Brussels is a city that dies on its feet. I have watched it dying for many years now. All that remains is an icy breath wandering among stones that no longer believe in morning. An ancient weariness has settled upon its streets like an everlasting ash, and every dawn resembles the one before, as though time itself had grown too weary to move on. Even the rain seems unclean when it falls upon this city, abandoned by men and, who knows, perhaps already abandoned by God. I often walk through it with a heavy heart. It has become a stranger to itself, like a soul searching for its own face and never finding it again.
The pavements bear their pitiful relics: white, blue, and pink refuse bags, arranged like the miserable shrouds of a kingdom that no longer has the strength to bury its own shame. The wind tears them open, scatters them, drives them against doorways; they split apart and spill their misery, yet no one seems surprised anymore. Eyes pass over them with that quiet indifference which always precedes great ruins. To me, they are the ashes of a civilisation that has ceased to believe in itself.
Wild grasses climb the façades, gather around the lampposts, and creep between the cobblestones with the patience of graves. They advance without anger, without haste. They know that time is on their side. Men surrendered long before they did. One day, perhaps, nothing will remain but their silence.
The houses have become faces without souls. Their windows resemble dead eyes. The walls bear the wrinkles of an old age that no one cares to behold. Even the monuments have lost their majesty. I see them as ancient giants condemned to witness, motionless, the slow decay of their own kingdom. They inspire no reverence now, only an immense pity.
Then comes Brussels South Station. What a strange name, almost a cruel one. One expects light there... instead, one finds an open wound. The air is thick with dust, refuse, weariness, abandonment. The walls seem to have absorbed every lingering odour of a city that no longer washes itself. Every platform appears to lead, not toward another destination, but toward an even deeper solitude. I always leave it with the feeling that I have crossed not a railway station, but the vestibule of a world slowly dying.
Along these streets walk people who no longer lift their eyes to the sky. Many live among the rubbish as though filth had become the natural order of things. Others laugh at Brussels with the cruelty reserved for an ageing mother of whom one has grown ashamed. They mock its squares, its trees, its stones. Love has vanished... only habit remains. And habit is sometimes sadder than hatred.
Above this slow disintegration reigns a strange stillness. The palaces remain illuminated while the streets grow dark. Promises fall one after another like dead leaves that no one bothers to gather. Intrigues flourish in the corridors of power, clinging to them like mould upon an old house long since shut away. Private interests smother the common good, and inaction has come to resemble a law unto itself. The King remains within his silence, a distant silhouette beyond the iron gates. I would like to believe that he can still hear the heartbeat of this capital. Yet silence has become stronger than the bells.

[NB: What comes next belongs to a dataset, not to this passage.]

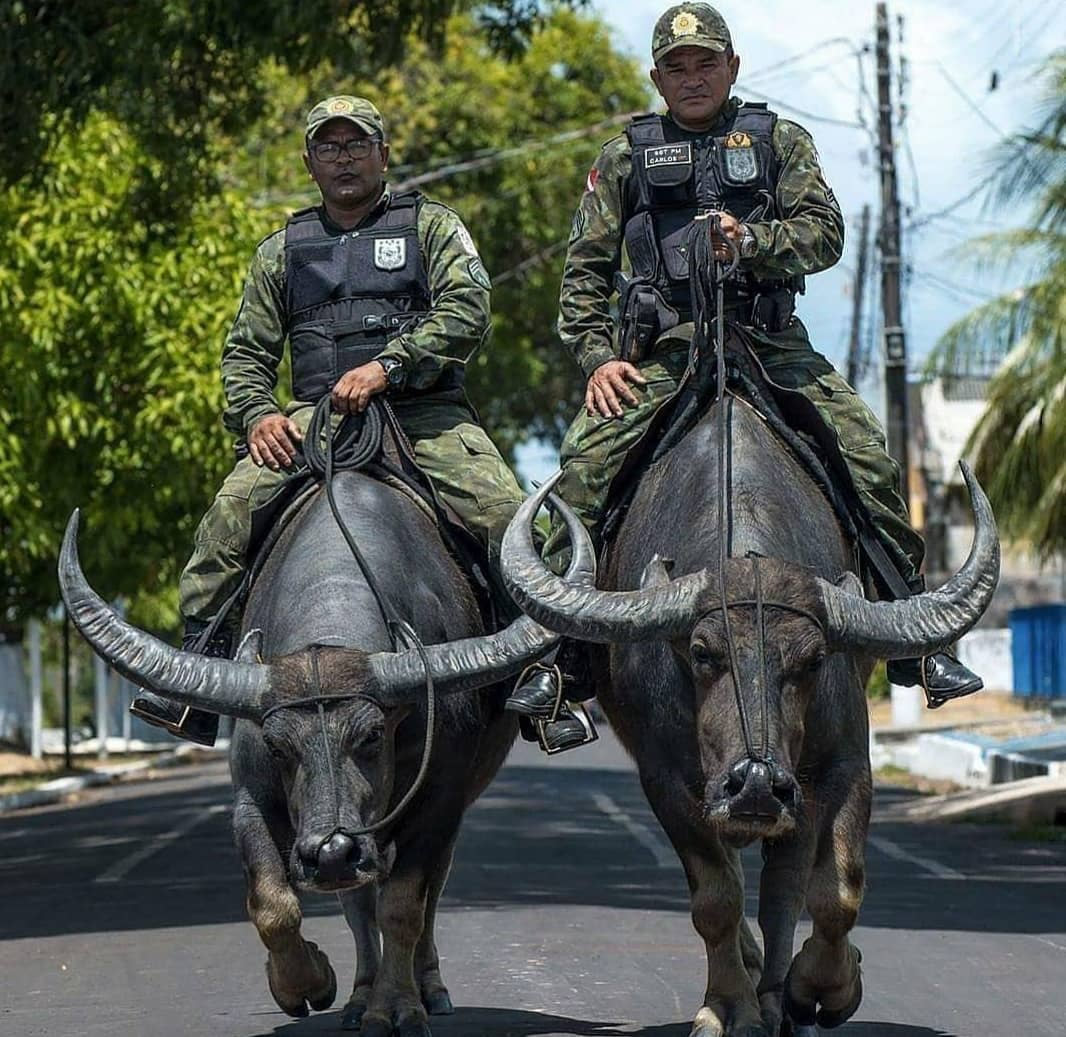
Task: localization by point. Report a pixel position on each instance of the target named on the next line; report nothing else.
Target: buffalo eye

Even the Royal Park wears a mourning that no one dares to name. They say it cost so much effort and so much gold, yet its paths already breathe abandonment. Dead leaves mingle with litter, the old benches wait for walkers who no longer dare to sit upon them, and the trees raise their branches like weary supplicants beneath a sealed sky. Everything speaks of a beauty that was lost before it could ever be saved.
When night falls, Brussels ceases to be a city; it becomes an unease. Shadows spread like black water through deserted streets. Footsteps quicken. Eyes turn away. Each passer-by carries home a silent fear. Insecurity is no longer an accident; it inhabits these places as mist inhabits the marshes.
Then I look upon this capital with its grey façades, its deserted squares, its statues veiled in the dust of time. At times I feel I am the last person still speaking to it. Others pass without seeing it, as one passes an old grave whose name has long since faded away. Brussels is no longer merely a forgotten city; it is a soul withdrawing into silence, a bell tolling in an empty church, a kingdom dissolving slowly into mud and ashes beneath the distracted gaze of the powerful and the stubborn silence of the heavens. And yet, despite everything, I cannot turn my eyes away from her. One does not abandon what one has loved. One mourns it.